All you speculators out there, a Cambridge, MA, academic has news for you.
(March 13, 2013) -- Commodity investors may have dramatically underestimated the length of cycles that commodity prices experience, a paper by a leading academic has claimed.
In a paper entitled "From Boom to Bust: A Typology of Real Commodity Prices in the Long Run," David S Jacks looks into the cycles the asset class have undergone in the past 160 years.
He found that the real value of 30 commodities studied - which represented $7.89 trillion in production in 2011 - had, by the end of 2011, rapidly increased since 1900.
"Real commodity prices have collectively been on the rise-albeit sometimes quite modestly-from at least 1950 across all weighting schemes," Jacks said. "This suggests that much of the conventional wisdom on long-run trends in real commodity prices may be unduly "pessimistic" about their prospects for future appreciation or unduly swayed by events either in the very distant or very recent past."
Jacks found evidence of "commodity price super-cycles", which entailed decades-long positive deviations, which were usually longer than the medium-term view held by many investors.

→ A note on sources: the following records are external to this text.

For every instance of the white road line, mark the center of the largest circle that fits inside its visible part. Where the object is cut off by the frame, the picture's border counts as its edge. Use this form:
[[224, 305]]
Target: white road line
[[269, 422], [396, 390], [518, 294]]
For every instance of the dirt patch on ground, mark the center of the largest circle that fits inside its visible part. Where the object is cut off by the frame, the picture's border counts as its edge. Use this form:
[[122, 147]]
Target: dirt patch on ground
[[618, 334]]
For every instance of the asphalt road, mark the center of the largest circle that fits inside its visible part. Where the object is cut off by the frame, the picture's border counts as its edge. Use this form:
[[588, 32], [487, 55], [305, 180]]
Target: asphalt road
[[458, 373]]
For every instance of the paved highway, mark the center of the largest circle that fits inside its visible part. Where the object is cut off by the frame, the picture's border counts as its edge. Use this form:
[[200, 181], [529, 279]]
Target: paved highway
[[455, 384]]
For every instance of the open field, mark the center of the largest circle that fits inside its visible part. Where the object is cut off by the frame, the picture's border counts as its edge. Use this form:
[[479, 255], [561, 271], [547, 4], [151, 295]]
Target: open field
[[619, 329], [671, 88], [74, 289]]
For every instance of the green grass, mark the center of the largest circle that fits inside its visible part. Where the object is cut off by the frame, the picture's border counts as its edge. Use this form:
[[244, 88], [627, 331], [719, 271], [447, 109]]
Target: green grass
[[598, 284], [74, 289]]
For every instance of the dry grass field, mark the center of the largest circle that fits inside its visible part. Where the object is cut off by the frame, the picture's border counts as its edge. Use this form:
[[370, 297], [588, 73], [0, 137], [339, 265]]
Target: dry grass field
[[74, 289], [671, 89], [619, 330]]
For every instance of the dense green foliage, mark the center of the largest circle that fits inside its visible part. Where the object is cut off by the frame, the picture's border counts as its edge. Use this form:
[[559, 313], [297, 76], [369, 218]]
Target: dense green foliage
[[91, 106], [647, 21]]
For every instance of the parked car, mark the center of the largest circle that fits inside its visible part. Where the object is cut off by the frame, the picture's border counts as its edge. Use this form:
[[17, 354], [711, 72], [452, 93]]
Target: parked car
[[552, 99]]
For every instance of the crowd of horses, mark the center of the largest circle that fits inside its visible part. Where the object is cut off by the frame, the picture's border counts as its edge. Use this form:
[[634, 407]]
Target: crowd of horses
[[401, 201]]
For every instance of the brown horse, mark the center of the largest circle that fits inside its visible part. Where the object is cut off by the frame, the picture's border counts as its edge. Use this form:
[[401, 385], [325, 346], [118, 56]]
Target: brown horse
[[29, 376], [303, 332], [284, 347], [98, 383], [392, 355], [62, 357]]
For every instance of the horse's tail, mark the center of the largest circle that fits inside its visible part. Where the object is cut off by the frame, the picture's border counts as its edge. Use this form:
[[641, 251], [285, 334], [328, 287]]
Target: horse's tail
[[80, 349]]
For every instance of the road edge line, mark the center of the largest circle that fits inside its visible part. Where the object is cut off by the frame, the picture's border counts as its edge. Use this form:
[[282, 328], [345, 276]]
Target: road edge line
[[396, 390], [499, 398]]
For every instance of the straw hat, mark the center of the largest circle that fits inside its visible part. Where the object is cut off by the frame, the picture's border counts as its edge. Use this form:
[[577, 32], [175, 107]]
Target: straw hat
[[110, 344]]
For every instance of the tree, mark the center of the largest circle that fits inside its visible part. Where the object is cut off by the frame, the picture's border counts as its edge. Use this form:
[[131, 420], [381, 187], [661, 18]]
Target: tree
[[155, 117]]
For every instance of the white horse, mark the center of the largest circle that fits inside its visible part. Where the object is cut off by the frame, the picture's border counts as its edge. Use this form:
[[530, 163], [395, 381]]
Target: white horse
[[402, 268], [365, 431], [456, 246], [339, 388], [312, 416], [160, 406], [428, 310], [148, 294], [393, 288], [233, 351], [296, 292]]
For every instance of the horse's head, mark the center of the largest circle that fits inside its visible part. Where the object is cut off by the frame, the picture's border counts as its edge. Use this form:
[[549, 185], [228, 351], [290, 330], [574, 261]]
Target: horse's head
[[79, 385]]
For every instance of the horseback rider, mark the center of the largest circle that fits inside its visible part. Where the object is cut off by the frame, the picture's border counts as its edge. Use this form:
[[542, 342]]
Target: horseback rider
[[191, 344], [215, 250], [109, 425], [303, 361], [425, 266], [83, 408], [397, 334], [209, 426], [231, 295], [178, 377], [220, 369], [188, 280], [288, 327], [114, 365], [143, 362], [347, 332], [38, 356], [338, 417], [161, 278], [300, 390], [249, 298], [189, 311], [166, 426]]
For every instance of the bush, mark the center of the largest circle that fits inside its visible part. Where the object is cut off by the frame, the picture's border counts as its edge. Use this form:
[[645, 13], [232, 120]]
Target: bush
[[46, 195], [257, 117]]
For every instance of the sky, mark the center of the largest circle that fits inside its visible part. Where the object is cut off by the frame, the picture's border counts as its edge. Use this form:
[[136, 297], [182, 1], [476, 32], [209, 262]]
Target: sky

He found that half of the 30 commodities studied were in the midst of one of these super-cycles evidencing above trend real prices starting from 1994-1999.
He said these super-cycles were punctuated by booms and busts, which are "historically pervasive and becoming more exacerbated over time".
There was a warning for commodity investors, too: "The common origin of these commodity price super-cycles in the late 1990s underlines an important theme of this paper: namely that much of the recent appreciation of real commodity prices simply represents a recovery from their multi-year-and in some instances, multi-decade-nadir around the year 2000. At the same time, the accumulated historical evidence on super-cycles suggests that the current super-cycles are likely at their peak and, thus, nearing the beginning of the end of above-trend real commodity prices in the affected categories."
Jacks concluded that commodity prices exhibited little trend currently, but the small element of trend shown by the asset class was in a downwards direction. He added that commodity markets are likely set to experience more volatility, which would affect the growth prospects of nations.